Closed VinhLoiIT closed 4 years ago

VinhLoiIT commented 4 years ago

🚀 Feature

As title

Motivation

I'm currently working with Seq-to-seq architecture, which requires a variable called max_length when decoding outputs. I mean, while training, it could be fixed as a model hyperparameter. However, during testing, we could vary its value to make predict longer or shorter in need.

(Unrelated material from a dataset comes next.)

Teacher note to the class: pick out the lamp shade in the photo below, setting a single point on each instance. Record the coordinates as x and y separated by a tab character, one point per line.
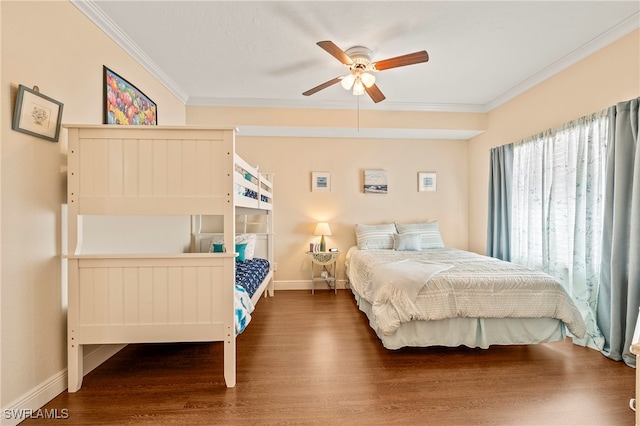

Therefore, I think there should be a way to pass other arguments in the validating/testing phase to make it more flexible, especially with argparse. This also helps in case we have different strategies during evaluating, such as I could select either greedy or beam search algorithms.

For example: I could run

# training model with max_length = 15 and using Greedy (as default) to save training time
python train.py --max_length 15

# eval model with a longer length and use Beamsearch to increase performance
python eval.py epoch=0.ckpt --max_length 20 --using_beamsearch
github-actions[bot] commented 4 years ago

Hi! thanks for your contribution!, great first issue!

ydcjeff commented 4 years ago

@VinhLoiIT you could try this argparse docs and its best practices

stale[bot] commented 4 years ago

This issue has been automatically marked as stale because it hasn't had any recent activity. This issue will be closed in 7 days if no further activity occurs. Thank you for your contributions, Pytorch Lightning Team!